La nouveauté (par rapport notamment à Body Riddle) vient dès « Tooth Moves » – le second morceau – avec une guitare semblant tout droit sortie d’Interstella 555. On est un peu surpris, pas forcément déçus, mais on attend un peu de voir la suite tout de même. Et la suite justement semble vouloir vous lâcher, vous abandonner sur le bas côté sans aucune explication, avec pour seul repère les montées et descentes de vos canaux auditifs. Les deux minutes de « Skyward Bruise Descent » vous remettent à plat : du réel IDM, une rythmique quasi-inexistante, du headache version coton chirurgical à la limite du drone, mais un retour aux sources après cette excursion inopinée dans le monde de l’easy-listening.
Arrive enfin « Open » , et là on ne sait plus sur quel pied danser. Clark a invité Martina Topley Bird pour l’accompagner au chant. Un peu décontenancés, on se laisse pourtant dodeliner, on oublie un peu qu’il s’agit du même artiste, on écoute, et encore une fois on attend la suite. La tentative est courageuse, dénature un peu ce qui faisant de Clark un artiste singulier, mais reste allégrement audible.
Ce choix musical perdure sur « Secret » et « Ghosted » , deux morceaux qui, bien que partiellement chantés, renouent avec l’IDM tant apprécié. On est tellement en alerte à ce stade de l’écoute que le doux clavier de « Blackstone » est en passe de nous faire croire en une interlude. C’était sans compter sur la quintessence de Clark que l’on recroise un peu par hasard sur « The Pining » , décliné ici en trois pistes successives (judicieusement nommées Pt 1, Pt 2 et Pt 3). Grincements et suintements. Cordes et électrochocs. Énergie et harmonie. Nous voici partiellement rassurés, l’album n’est pas fait que de tentatives (habiles ou non), et ce trio forme en quelques sortes le cœur de l’album. On en profite, car on devient quelque peu sur la défensive.

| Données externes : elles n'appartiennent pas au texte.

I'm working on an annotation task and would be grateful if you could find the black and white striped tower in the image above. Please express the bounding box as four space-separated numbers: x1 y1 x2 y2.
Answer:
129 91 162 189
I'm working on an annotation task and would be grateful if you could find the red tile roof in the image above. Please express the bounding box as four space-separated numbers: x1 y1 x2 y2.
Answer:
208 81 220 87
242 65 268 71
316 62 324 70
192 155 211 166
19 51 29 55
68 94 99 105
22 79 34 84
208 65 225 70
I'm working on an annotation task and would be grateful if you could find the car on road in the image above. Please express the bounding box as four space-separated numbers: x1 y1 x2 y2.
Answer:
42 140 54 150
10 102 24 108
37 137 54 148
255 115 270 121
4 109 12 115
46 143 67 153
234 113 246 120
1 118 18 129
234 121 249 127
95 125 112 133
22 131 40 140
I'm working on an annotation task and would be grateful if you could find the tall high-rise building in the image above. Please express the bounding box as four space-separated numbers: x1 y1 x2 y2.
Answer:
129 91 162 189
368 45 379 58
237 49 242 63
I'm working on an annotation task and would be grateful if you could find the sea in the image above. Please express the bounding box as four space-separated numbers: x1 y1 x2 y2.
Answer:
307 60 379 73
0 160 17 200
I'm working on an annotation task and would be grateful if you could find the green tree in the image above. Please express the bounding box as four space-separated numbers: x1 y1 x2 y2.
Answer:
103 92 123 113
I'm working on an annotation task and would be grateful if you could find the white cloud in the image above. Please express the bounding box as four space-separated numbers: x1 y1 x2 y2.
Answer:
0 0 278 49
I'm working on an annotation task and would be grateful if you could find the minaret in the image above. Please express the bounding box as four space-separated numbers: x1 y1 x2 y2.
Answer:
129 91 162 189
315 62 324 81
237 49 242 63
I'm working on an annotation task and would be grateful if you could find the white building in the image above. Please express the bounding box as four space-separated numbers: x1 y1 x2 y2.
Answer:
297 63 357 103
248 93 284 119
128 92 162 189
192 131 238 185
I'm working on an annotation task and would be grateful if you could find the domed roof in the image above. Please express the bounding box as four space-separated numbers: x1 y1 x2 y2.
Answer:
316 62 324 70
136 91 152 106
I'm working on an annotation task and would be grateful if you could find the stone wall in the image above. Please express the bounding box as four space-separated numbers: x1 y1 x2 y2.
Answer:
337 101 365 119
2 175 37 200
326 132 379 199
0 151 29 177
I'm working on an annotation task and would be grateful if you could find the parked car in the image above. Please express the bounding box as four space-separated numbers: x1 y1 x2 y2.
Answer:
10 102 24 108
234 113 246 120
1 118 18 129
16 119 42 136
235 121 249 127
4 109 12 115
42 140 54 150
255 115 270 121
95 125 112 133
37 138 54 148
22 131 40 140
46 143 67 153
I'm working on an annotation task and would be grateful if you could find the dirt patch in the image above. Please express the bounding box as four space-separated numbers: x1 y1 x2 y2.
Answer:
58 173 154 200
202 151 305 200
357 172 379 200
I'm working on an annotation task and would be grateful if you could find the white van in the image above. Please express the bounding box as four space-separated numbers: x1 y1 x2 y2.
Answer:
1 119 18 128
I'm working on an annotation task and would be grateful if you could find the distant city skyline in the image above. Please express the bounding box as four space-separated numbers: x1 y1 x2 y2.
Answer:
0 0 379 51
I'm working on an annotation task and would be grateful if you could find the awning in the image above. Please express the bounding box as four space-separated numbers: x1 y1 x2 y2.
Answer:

Pour clore l’album, « Broken Kite Footage » ne vient pas vous remettre une nouvelle claque. Il vous berce, vous laisse dans vos songes, comme laissant le temps aux plus septiques de se faire une idée sans pour autant essayer de les convaincre une dernière fois. Bon, on a quand même envie de le réécouter pour en avoir le cœur net, c’est peut-être bon signe.
Vous l’aurez compris, cette dernière production de Clark ne fait pas l’unanimité. On notera l’audace d’avoir tenté la nouveauté, en regrettant néanmoins ce qui avait fait le succès de certaines de ces précédentes galettes : le punch, l’énergie, et la déstructuration totale des tempos. Malgré une hétérogénéité frappante, il reste l’originalité, on en attendait pas moins, même si l’effet est moins flatteur qu’auparavant.